Items 1. through VIII contained a table that listed the process for each of the areas when a patient was received onto the PEC such as how to enter, who to notify, obtaining a bed, and entering patients into the facility computer system as well as who would accompany the patient, security clearance and consultation activities.
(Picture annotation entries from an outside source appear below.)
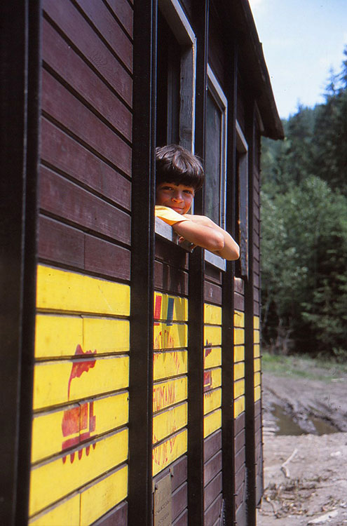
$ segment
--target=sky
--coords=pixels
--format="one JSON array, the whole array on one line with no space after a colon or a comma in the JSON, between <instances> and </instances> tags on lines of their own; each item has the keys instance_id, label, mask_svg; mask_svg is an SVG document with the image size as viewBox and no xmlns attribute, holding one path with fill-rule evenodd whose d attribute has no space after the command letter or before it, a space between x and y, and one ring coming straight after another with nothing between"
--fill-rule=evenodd
<instances>
[{"instance_id":1,"label":"sky","mask_svg":"<svg viewBox=\"0 0 347 526\"><path fill-rule=\"evenodd\" d=\"M280 116L313 107L347 46L347 0L249 0Z\"/></svg>"}]
</instances>

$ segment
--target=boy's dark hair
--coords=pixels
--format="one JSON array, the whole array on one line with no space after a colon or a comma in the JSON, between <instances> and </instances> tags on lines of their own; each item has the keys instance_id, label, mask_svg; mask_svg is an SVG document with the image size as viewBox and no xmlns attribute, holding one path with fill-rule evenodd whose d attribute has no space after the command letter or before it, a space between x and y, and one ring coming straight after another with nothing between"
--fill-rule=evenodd
<instances>
[{"instance_id":1,"label":"boy's dark hair","mask_svg":"<svg viewBox=\"0 0 347 526\"><path fill-rule=\"evenodd\" d=\"M185 184L199 190L205 173L200 159L178 144L168 144L156 149L156 185L162 182Z\"/></svg>"}]
</instances>

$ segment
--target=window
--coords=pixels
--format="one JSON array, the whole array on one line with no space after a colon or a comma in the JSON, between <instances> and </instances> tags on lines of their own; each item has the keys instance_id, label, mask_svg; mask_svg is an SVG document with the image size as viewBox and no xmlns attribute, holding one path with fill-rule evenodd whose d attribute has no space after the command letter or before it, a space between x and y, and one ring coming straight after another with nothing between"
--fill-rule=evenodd
<instances>
[{"instance_id":1,"label":"window","mask_svg":"<svg viewBox=\"0 0 347 526\"><path fill-rule=\"evenodd\" d=\"M248 145L236 121L236 240L240 256L236 262L238 277L248 276Z\"/></svg>"},{"instance_id":2,"label":"window","mask_svg":"<svg viewBox=\"0 0 347 526\"><path fill-rule=\"evenodd\" d=\"M225 227L225 181L226 167L226 98L207 67L207 96L205 149L205 213Z\"/></svg>"}]
</instances>

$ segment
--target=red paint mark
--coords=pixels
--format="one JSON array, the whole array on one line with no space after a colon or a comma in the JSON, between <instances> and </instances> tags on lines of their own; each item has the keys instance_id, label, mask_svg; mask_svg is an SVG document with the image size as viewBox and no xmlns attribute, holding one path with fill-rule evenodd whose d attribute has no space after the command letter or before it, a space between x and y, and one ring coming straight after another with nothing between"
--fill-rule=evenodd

Staff #5 stated the "PEC was an extension of the ED and was under the policies and procedures for the ED" on 2/8/16 at 1:10 p.m. The survey team was unable to locate any mention of the PEC area in the ED policies and procedures that were reviewed.

Complaint Deficiency

QUALIFIED EMERGENCY SERVICES PERSONNEL

Tag No.: A1112

Based on staff interview and the review of six (6) staff records, it was determined the facility staff failed to ensure that five (5) of five (5) direct care staff possessed the skills, orientation, and certifications to meet the written emergency procedures and needs anticipated by the facility, and that six (6) of six (6) staff received unit specific training.

Findings include:

Personnel records for Staff #'s 58, 59, 60, and 63, AMHP's (approved mental health providers), lacked documentation of proof of certification in BLS. The facility's written job description for mental health professional requires certification in BLS (basic life support) and MANDT training within 4 months of hire. Staff #22, the PEC unit manager, looked up training using the computer. It was revealed that there was no documentation that Staff #58, date of hire 10/19/15, had completed MANDT or BLS certification. There was no documentation of BLS training recorded in the computer for Staff #58 and 63, no documentation of BLS for Staff #59, and the personnel record for Staff #62, a registered nurse (RN), lacked documentation of BLS.

During an interview with Staff #22, the PEC (Psychiatric Emergency Center) unit manager, on 2/17/2016 at 2:30 PM he/she stated "I don't have a copy of their CPR (cardio-pulmonary resuscitation) cards. I asked for it, but didn't follow-up to get it. I am not sure if they are current or not".

Records for 6 of 6 PEC unit staff lacked documentation that the employees completed unit specific orientation. Staff #22, the unit manager, stated the following during a discussion of PEC specific orientation on 2/17/2016 at 2:30 PM: "A group orientation was done on 9/28/15, 9/29/15, and 9/30/15, I don't have documentation of who attended. On 10/26/15, 10/27/15, and 10/28/15 there was a PEC process review, but there is no attendance list. In the days before opening, we oriented with a restraint chair from the ED and the nurse educator did mock code blues, but there is no documentation of this training".

These findings were discussed with Staff #22 on 2/17/2016 at 2:30 PM.